About Maternity Tally
Maternity Tally is a small, focused set of calculators for the questions pregnant people and new parents actually need answered. The flagship is the maternity leave calculator, which figures out — for your specific state, salary, employer, and birth type — how many weeks of leave you get, how much of that is paid, and what the action items are to actually claim the benefits you're entitled to.
We exist because the answers to these questions are scattered across state government websites, employer HR documents, and federal labor law — none of which speak to each other. The big pregnancy media sites (BabyCenter, WhatToExpect, Pampers) are media companies first, calculators second. Their tools are bolt-ons to massive editorial properties, often dated, and don't handle the cases that fall outside the typical "married, full-time, $80k, vaginal delivery, supportive employer" profile. The big calculator hubs (Omnicalculator, Calculator.net) are generic; they treat pregnancy as one category among hundreds.
The aim is not to compete with the big sites on volume. It's to be more correct on the cases the big calculators don't handle well. Specifically:
- State-specific math for California, New York, New Jersey, Massachusetts, Washington, Connecticut, Minnesota, Colorado, Oregon, Rhode Island, Delaware, DC, Maine, Pennsylvania, Texas, and Florida — the right replacement formula, the right cap, the right interaction with FMLA. Sixteen jurisdictions cover ~55% of US births; more states are queued.
- Pregnancy after loss — a dedicated reference for federal protections (FMLA, PWFA, PDA, ADA) and the state-by-state reproductive-loss leave laws (CA SB 848, IL FBLA, MA Earned Sick Time expansion, MN Pregnancy Loss Leave Act, WA PFML SB 5217), plus community and crisis resources.
- IVF, IUI, and fertility treatment — a dedicated reference for time off during active treatment (PWFA, FMLA serious-health-condition, state sick leave), failed-cycle bereavement leave, and the state insurance mandates that govern who has to cover fertility care.
- LGBTQ+ families, donor cycles, and surrogacy — built into the calculator's question flow rather than bolted on. The methodology page documents how the four role options map to same-sex couples, donor-cycle families, intended parents via surrogacy, and single parents.
- Multiples (twins, triplets) — the wizard asks; the engine applies state-documented recovery extensions where they exist and flags the medical-certification reality where they don't.
- The financial reality of having a baby in the US — the remaining unfinished piece.

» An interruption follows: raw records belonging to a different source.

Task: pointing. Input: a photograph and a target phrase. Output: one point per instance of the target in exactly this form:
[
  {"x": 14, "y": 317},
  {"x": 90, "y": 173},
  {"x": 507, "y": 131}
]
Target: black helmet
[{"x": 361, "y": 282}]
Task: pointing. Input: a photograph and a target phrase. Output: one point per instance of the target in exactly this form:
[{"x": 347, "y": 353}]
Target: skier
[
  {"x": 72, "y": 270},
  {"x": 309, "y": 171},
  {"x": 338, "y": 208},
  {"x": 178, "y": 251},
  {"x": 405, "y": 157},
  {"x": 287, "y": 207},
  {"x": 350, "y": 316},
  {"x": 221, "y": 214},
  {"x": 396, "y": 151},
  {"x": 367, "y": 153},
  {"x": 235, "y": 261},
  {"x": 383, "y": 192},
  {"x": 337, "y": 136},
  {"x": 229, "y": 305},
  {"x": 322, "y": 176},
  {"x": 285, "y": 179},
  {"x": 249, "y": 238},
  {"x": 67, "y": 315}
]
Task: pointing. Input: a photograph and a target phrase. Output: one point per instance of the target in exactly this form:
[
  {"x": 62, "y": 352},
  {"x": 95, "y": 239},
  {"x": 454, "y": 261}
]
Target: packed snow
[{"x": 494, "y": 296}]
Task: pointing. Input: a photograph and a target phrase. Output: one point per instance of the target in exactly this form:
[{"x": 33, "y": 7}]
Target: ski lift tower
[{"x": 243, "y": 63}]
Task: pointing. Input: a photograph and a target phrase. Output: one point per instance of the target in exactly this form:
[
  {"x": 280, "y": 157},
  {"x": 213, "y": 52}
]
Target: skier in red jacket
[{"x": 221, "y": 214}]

Wage replacement is one half; out-of-pocket pregnancy costs, NICU exposure, and childcare are the other. We'll build a separate calculator for it. Not done yet.
What we believe
- Sources on every page. Every numeric value cites a primary source — usually a state department of labor, sometimes federal regulation, occasionally a peer-reviewed clinical paper. If we can't cite it, we don't publish it.
- Loss-aware language by default. Pregnancy doesn't always end in birth. The calculator output is factual rather than celebratory; a dedicated page covers leave rights and recovery resources after miscarriage, stillbirth, or failed fertility treatment, with federal and state-by-state coverage.
- Inclusive defaults. "Birthing parent" or "you" — not "mom" or "the dad". Same-sex couples, donor-cycle families, and intended parents via surrogacy are explicit options in the question flow; the methodology page documents how each family structure maps to the calculator.
- No popups, no paywalls, no upsells. Ads fund the site; that's all. No newsletter capture, no "premium tier", no email-gated content.
- Fast on a phone. Pages load instantly, even on a slow connection — especially important when you're checking this from your phone in a waiting room.
Data freshness
State paid family leave programs change every year — most on January 1, when new wage caps and contribution rates take effect. Some change mid-year through legislation. Maternity Tally runs an automated weekly monitor that watches each state government's program pages for changes. When a change is detected, it's flagged for human review before anything updates in the calculator — results are never silently changed. The methodology page has the full picture.
Get in touch
For data corrections, bug reports, or suggestions about scenarios we should model: contact us. We read everything.
What this is not
- Not legal advice. The calculator's output is informational. For decisions with legal consequences (employment disputes, denied benefits, complex situations), consult an employment attorney or your state's labor commissioner office.
- Not medical advice. Recovery weeks, eligibility certifications, and accommodation decisions belong with your healthcare provider.
- Not a financial planner. The dollar figures show your wage replacement during leave; they don't model taxes withheld, family budget impact, or longer-term financial planning.